The only way I know to stop this insanity is to surrender. Yield to what is - don't resist it. Our fear would like to convince us that the only way to solve our problem is to create these negative thoughts. It's the same misguided parenting style that tells us the only way to get a child to change is to shame them. Make them feel bad. Oh, you may get a very obedient child out of the deal, but definitely not a healthy happy child. You and I are no different. After a few days of fear, which was directly transferred as anger toward everyone in my life that was not sick, I decided to just yield to what is. Stop resisting and drop the emotional negativity. Once we drop the negative emotion of a particular situation, once we surrender (stop labeling what IS), we are left with the ability to take action. Positive action. Like I stated in my recent post Eight Months...but then again, whose counting, "Good solutions come out of clear, unemotional thinking." I promise you, if you continue to surrender, give up the negative self talk, you will achieve positive results. How can they not be - they're based on reality!

So, there are no plans in the near future (you don't have to give up hope all together) to hike the JMT (I can at least abbreviate like a pro), but something did come out of watching that great little independent documentary (that I HIGHLY suggest watching). And that is this, that I went to my shelf and dusted off my copy of John Muir The Eight Wilderness-Discovery Books and started to read. And I kid you not, as I lay in bed last night reading, I felt like I was there. I could feel the breeze and smell the grass and hear the birds that he so eloquently describes singing high above me. His joy and wonder became my joy and wonder. There was a stillness that filled me.

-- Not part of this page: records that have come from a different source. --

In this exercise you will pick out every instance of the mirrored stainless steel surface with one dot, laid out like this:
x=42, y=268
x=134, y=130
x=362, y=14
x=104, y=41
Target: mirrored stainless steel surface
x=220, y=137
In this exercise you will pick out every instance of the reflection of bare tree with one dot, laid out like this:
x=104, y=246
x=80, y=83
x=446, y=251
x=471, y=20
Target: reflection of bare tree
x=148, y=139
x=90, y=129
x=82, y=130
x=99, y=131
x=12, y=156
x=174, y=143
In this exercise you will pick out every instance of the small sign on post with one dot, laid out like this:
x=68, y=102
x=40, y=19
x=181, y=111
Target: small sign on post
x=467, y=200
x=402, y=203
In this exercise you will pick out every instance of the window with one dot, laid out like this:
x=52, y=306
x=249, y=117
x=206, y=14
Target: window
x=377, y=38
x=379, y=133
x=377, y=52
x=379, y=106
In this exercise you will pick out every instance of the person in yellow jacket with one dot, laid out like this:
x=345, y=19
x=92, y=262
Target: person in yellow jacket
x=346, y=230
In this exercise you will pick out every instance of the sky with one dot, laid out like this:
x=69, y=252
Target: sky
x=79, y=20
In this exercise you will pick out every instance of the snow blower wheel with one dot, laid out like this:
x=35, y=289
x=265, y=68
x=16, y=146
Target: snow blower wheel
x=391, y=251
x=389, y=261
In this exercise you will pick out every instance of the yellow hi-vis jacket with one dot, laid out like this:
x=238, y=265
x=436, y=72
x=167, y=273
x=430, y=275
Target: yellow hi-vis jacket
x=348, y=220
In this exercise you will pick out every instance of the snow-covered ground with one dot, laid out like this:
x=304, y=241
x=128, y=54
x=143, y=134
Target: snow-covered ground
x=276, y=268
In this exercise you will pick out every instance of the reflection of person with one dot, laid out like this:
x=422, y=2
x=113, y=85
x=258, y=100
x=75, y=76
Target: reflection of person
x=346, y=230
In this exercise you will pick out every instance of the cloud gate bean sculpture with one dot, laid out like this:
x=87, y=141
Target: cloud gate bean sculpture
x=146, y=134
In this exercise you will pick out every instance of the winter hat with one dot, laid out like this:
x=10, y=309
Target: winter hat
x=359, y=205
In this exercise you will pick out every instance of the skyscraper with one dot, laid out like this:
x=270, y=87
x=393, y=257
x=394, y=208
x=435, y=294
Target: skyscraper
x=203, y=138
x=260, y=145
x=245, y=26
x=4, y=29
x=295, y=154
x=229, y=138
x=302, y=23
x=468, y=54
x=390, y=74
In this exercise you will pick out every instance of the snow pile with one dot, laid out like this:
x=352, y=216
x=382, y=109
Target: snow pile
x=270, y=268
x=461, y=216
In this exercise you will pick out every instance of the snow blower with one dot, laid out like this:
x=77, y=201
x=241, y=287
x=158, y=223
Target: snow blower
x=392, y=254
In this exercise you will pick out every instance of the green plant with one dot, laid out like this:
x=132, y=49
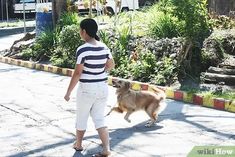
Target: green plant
x=67, y=19
x=26, y=54
x=165, y=72
x=44, y=45
x=142, y=69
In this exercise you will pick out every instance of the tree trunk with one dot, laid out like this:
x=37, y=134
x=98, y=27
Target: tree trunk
x=58, y=7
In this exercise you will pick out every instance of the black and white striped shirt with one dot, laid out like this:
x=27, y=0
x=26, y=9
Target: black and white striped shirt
x=94, y=58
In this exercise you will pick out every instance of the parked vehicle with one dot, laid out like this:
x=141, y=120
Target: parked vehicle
x=31, y=5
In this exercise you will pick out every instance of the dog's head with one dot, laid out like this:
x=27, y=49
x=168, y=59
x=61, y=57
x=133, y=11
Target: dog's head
x=121, y=84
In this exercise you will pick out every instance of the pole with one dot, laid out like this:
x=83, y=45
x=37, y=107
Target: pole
x=24, y=16
x=2, y=8
x=115, y=13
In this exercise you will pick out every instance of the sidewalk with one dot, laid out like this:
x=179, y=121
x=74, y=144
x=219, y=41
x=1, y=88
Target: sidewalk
x=36, y=121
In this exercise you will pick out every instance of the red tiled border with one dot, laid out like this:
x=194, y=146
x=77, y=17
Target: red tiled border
x=219, y=104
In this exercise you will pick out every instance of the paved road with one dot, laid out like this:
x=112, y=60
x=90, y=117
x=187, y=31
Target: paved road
x=36, y=121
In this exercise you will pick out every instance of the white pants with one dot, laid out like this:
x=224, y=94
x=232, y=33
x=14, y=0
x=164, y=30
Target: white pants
x=91, y=100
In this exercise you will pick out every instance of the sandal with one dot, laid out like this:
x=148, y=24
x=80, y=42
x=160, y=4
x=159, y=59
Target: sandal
x=101, y=154
x=76, y=148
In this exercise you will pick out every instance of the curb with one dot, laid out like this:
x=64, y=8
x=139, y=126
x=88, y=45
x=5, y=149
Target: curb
x=196, y=99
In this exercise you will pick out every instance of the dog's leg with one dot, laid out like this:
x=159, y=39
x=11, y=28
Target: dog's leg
x=127, y=116
x=117, y=109
x=152, y=112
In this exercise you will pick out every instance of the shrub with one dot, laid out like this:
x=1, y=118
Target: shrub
x=67, y=19
x=69, y=41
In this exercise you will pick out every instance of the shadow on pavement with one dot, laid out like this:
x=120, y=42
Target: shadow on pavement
x=172, y=111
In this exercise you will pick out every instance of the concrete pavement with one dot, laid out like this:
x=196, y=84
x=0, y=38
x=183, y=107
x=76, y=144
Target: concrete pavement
x=36, y=121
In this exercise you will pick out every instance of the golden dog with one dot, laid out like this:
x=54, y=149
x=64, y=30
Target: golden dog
x=130, y=101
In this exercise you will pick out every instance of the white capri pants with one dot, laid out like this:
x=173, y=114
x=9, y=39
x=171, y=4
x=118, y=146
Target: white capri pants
x=91, y=100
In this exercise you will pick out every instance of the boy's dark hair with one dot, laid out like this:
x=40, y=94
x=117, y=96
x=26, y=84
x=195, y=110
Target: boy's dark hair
x=91, y=27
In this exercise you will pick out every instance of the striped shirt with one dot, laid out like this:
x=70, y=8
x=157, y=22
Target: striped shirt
x=94, y=58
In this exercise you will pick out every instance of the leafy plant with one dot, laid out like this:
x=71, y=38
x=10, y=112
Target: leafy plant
x=67, y=19
x=165, y=26
x=69, y=41
x=165, y=72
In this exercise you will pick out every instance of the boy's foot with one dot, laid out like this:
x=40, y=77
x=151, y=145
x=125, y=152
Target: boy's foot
x=100, y=154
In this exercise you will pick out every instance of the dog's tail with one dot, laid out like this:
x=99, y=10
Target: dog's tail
x=117, y=109
x=159, y=92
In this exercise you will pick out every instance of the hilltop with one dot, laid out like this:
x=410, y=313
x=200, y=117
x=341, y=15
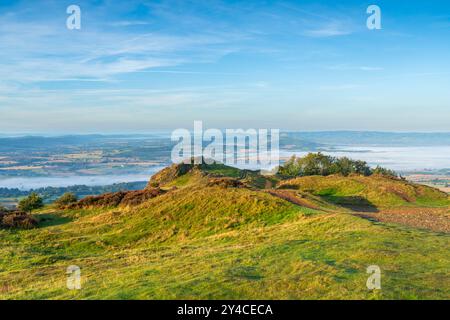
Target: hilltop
x=214, y=231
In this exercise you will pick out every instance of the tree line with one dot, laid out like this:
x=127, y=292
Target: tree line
x=323, y=165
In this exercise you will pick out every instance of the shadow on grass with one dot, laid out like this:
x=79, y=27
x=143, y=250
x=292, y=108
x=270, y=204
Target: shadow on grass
x=50, y=220
x=354, y=203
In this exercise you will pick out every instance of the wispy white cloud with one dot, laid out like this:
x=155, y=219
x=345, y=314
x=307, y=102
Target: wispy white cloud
x=328, y=30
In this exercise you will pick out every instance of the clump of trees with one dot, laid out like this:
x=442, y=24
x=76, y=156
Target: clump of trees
x=65, y=200
x=30, y=203
x=323, y=165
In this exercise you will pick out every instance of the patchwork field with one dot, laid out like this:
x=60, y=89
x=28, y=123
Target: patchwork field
x=216, y=233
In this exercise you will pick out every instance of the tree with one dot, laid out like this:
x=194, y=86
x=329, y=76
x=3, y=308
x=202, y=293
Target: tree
x=66, y=199
x=30, y=203
x=384, y=172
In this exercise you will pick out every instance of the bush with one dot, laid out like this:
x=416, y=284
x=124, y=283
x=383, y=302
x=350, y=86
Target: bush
x=17, y=220
x=30, y=203
x=323, y=165
x=384, y=172
x=66, y=199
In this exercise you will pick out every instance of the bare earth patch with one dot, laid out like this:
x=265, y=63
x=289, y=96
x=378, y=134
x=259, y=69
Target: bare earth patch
x=434, y=219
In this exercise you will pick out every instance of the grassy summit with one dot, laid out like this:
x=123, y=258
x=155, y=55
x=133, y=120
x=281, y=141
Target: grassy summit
x=218, y=232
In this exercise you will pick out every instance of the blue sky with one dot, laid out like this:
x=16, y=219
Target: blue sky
x=137, y=66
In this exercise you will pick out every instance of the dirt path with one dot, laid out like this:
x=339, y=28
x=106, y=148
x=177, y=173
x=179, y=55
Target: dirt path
x=434, y=219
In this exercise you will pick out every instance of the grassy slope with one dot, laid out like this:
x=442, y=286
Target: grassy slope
x=373, y=190
x=220, y=243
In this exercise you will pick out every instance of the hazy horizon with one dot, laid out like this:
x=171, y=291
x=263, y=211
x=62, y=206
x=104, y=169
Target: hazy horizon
x=304, y=66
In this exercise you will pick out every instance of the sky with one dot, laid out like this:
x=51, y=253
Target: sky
x=139, y=66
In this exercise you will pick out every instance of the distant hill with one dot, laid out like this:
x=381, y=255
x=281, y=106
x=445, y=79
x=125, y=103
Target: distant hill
x=217, y=232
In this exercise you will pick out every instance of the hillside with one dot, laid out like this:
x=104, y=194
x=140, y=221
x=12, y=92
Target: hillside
x=218, y=232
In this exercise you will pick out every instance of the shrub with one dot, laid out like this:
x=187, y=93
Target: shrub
x=30, y=203
x=65, y=200
x=17, y=220
x=384, y=172
x=323, y=165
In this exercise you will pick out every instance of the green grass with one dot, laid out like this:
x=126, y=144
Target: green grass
x=217, y=243
x=373, y=190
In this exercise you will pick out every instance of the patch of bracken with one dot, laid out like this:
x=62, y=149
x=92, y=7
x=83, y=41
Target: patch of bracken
x=225, y=182
x=115, y=199
x=17, y=220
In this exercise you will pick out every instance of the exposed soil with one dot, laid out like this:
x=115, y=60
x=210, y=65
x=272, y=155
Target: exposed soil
x=434, y=219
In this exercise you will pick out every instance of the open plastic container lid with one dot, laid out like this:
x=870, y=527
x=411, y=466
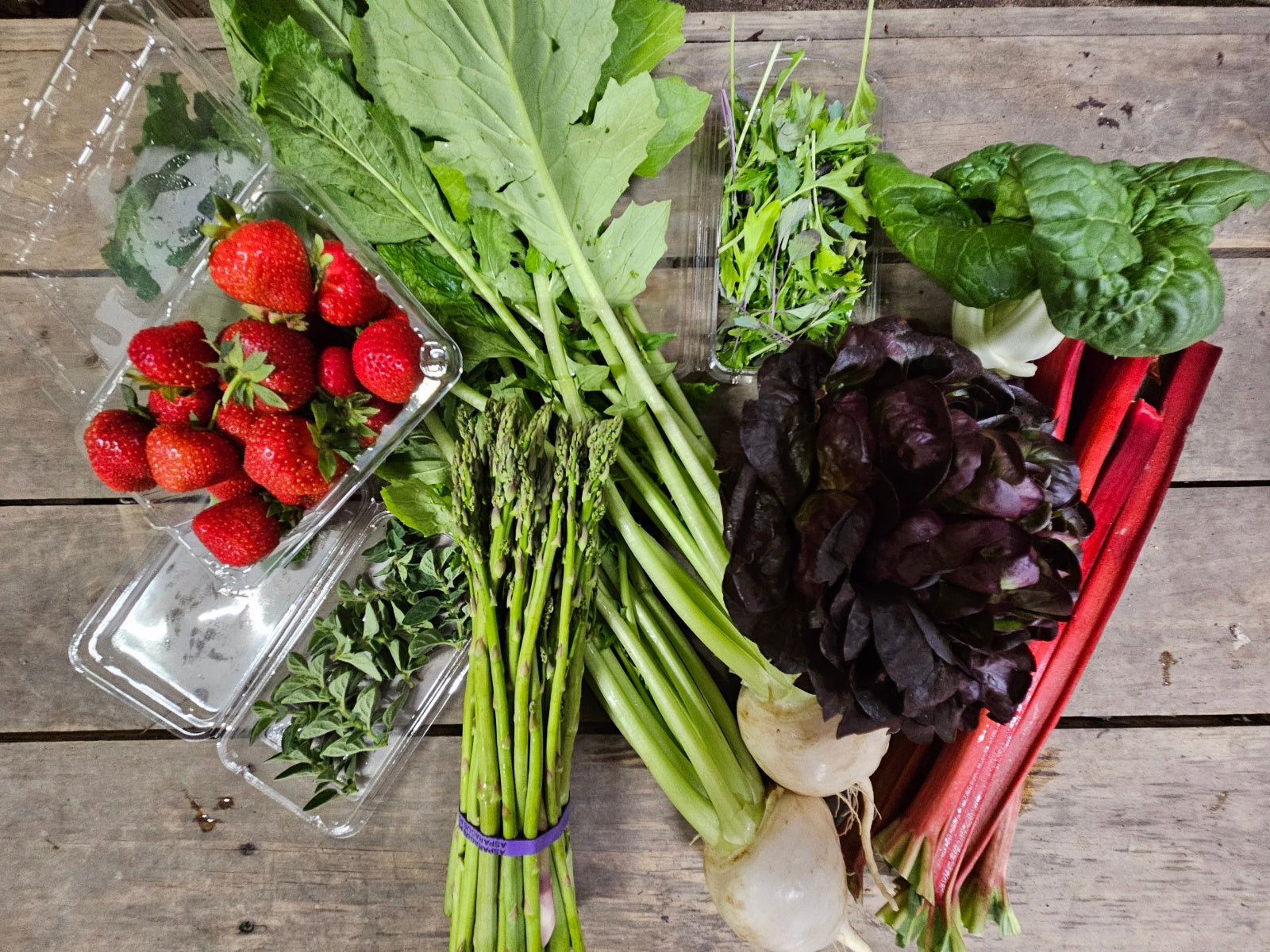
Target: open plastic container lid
x=102, y=196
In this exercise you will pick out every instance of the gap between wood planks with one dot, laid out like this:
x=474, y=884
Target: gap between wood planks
x=607, y=729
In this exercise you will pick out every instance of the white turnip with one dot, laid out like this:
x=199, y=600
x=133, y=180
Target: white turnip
x=794, y=746
x=787, y=892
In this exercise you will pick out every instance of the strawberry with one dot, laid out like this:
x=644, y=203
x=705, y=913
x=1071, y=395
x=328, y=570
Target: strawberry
x=237, y=486
x=116, y=444
x=298, y=501
x=378, y=422
x=235, y=420
x=262, y=263
x=336, y=372
x=169, y=405
x=238, y=531
x=175, y=355
x=267, y=365
x=183, y=459
x=283, y=456
x=347, y=295
x=387, y=359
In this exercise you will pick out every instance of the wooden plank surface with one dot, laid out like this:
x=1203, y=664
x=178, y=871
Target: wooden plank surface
x=41, y=457
x=1191, y=102
x=1045, y=21
x=1136, y=839
x=1198, y=594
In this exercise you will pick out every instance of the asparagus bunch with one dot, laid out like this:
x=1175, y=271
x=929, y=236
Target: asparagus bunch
x=527, y=503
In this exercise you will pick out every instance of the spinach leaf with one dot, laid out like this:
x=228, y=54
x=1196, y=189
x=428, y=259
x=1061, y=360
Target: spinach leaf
x=1118, y=251
x=979, y=263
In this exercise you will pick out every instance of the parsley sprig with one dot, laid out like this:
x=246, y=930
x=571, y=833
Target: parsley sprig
x=794, y=215
x=342, y=697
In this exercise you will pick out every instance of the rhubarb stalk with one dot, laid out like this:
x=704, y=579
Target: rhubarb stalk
x=1098, y=431
x=958, y=812
x=1054, y=382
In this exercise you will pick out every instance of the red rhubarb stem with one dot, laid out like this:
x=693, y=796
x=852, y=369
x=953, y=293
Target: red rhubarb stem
x=1102, y=424
x=1121, y=479
x=983, y=896
x=1053, y=689
x=1054, y=381
x=977, y=774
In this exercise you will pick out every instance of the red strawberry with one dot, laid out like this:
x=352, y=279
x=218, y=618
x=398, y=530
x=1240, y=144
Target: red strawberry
x=235, y=420
x=175, y=355
x=302, y=501
x=182, y=405
x=262, y=263
x=116, y=443
x=237, y=486
x=378, y=422
x=238, y=531
x=387, y=359
x=183, y=459
x=336, y=372
x=347, y=295
x=281, y=378
x=283, y=456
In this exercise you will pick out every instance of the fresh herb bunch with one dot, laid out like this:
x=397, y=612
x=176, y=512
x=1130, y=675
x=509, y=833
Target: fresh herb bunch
x=902, y=524
x=794, y=215
x=527, y=508
x=346, y=692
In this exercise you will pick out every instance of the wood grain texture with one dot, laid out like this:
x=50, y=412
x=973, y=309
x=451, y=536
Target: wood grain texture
x=40, y=457
x=1161, y=831
x=933, y=18
x=952, y=89
x=1198, y=593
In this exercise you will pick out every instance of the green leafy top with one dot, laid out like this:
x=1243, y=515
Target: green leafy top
x=508, y=89
x=1118, y=251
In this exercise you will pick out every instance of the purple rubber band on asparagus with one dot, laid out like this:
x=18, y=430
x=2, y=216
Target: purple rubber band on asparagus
x=514, y=847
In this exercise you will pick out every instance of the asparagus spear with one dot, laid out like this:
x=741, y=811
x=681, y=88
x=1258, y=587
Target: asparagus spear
x=529, y=505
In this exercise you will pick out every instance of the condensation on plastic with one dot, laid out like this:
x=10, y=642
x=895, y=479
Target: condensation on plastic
x=184, y=640
x=59, y=197
x=705, y=317
x=438, y=679
x=196, y=660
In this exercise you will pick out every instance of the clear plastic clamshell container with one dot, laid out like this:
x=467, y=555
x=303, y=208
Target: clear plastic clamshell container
x=102, y=194
x=706, y=315
x=102, y=198
x=197, y=660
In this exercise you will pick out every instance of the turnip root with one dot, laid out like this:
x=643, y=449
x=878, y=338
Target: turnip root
x=795, y=746
x=787, y=892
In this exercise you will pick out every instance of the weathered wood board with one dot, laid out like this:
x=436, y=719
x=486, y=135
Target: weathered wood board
x=41, y=459
x=1193, y=102
x=1134, y=839
x=1197, y=594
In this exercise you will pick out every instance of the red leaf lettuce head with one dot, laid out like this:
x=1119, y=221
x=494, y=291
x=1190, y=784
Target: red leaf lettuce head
x=901, y=524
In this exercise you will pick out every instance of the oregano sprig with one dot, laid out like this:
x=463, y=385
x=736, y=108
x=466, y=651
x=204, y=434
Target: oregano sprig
x=342, y=697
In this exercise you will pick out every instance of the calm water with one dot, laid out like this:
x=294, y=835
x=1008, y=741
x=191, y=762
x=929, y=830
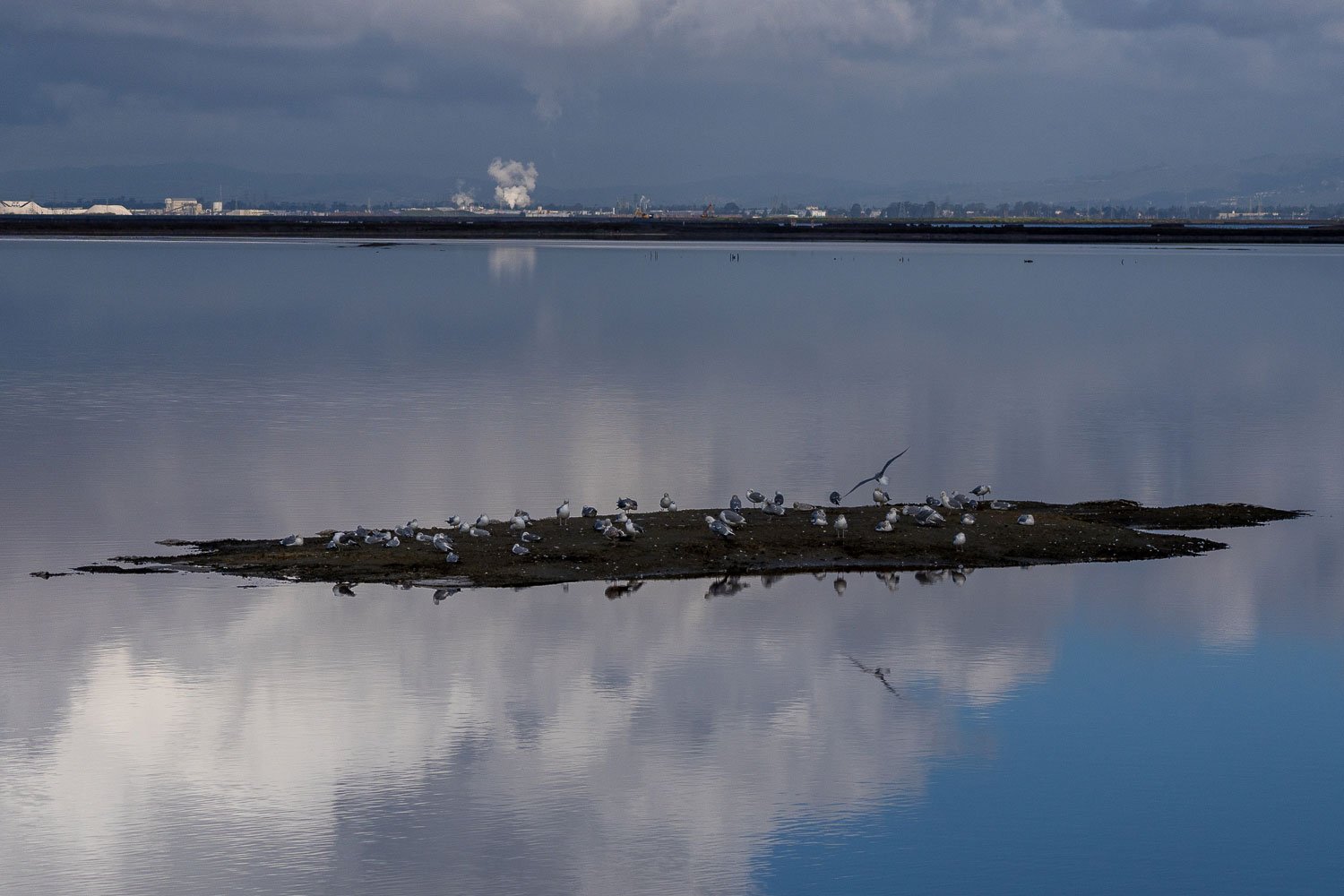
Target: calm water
x=1160, y=727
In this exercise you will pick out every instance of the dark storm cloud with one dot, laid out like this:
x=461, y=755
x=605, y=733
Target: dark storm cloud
x=623, y=89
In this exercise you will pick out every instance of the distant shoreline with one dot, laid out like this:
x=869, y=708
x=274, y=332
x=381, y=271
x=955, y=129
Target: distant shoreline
x=383, y=228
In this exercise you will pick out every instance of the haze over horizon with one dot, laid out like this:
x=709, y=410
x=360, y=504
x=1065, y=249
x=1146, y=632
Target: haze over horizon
x=629, y=91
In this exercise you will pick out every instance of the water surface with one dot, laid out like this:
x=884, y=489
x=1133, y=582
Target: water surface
x=1166, y=726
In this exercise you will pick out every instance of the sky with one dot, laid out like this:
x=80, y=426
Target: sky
x=601, y=91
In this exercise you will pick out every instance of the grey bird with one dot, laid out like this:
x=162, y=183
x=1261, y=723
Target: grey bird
x=881, y=477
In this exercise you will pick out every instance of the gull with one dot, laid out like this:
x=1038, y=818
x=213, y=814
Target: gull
x=881, y=478
x=719, y=527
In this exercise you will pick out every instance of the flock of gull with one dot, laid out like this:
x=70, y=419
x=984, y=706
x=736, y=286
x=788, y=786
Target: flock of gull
x=623, y=527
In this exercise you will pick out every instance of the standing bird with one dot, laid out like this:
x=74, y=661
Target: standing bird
x=881, y=478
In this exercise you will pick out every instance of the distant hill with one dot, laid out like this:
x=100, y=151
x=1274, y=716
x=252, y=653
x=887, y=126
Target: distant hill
x=1266, y=180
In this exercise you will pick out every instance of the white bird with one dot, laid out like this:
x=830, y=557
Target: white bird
x=881, y=478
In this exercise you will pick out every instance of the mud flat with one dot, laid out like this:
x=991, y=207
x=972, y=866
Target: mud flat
x=679, y=544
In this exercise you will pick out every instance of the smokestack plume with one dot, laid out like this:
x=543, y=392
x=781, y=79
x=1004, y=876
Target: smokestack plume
x=513, y=183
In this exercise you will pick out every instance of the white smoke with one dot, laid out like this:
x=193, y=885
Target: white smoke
x=513, y=183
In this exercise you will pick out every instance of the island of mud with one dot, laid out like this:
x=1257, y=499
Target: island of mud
x=680, y=544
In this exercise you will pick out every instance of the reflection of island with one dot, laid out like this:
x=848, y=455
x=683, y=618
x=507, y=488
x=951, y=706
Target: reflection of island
x=495, y=720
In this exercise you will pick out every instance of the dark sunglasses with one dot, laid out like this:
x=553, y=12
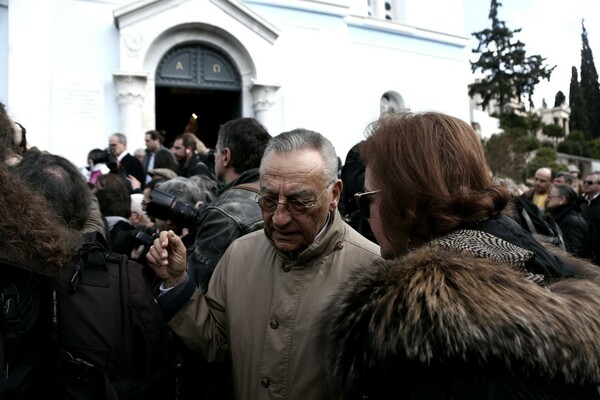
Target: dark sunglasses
x=363, y=202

Over 114 years ago John Muir opened his book Our National Parks with these words,
The tendency nowadays to wonder in wilderness is delightful to see. Thousands of tired, never-shaken, over-civilized people are beginning to find out that going to the mountains is going home; that wilderness is a necessity; and that mountain parks and reservations are useful not only as fountains of timber and irrigating rivers, but as fountains of life.    
When I return to Nature I return to myself, without all the weight of worldly trappings or that miserable picture of who I should be in my backpack. I would do good to remember this. For just as those six hikers began their journey by saying they left "life" behind and went to the JMT, I would say quite the opposite. They went to the JMT and found life. Just like I did, from the comfort of my bed on a quiet summer night.

He continues,
Awaking from the stupefying effects of the vice of over-industry and the deadly apathy of luxury, they are trying as best they can to mix and enrich their own little ongoings with those of Nature, and to get rid of rust and disease. Briskly venturing and roaming, some are washing off sins and cobweb cares of the devil's spinning in all day storms on mountains; sauntering in rosiny pinewoods or in gentian meadows, brushing through chaparral, bending down and parting sweet, flowery sprays; tracing rivers to their sources, getting in touch with the nerves of Mother Earth; jumping from rock to rock, feeling the life of them, learning the songs of them, panting in whole-souled exercise, and rejoicing in deep, long-drawn breaths of pure wildness. This is fine and natural and full of promise.

Peace,

 

My father, me, my daughter Amanda and Dave. Such great memories!
Superior Trail, BWCA 2008

 










2 comments:

Anonymous said...

Thanks for taking me with you sister!
Jeana

Theresa said...

Thanks for being there with me. I love you forever. And then some!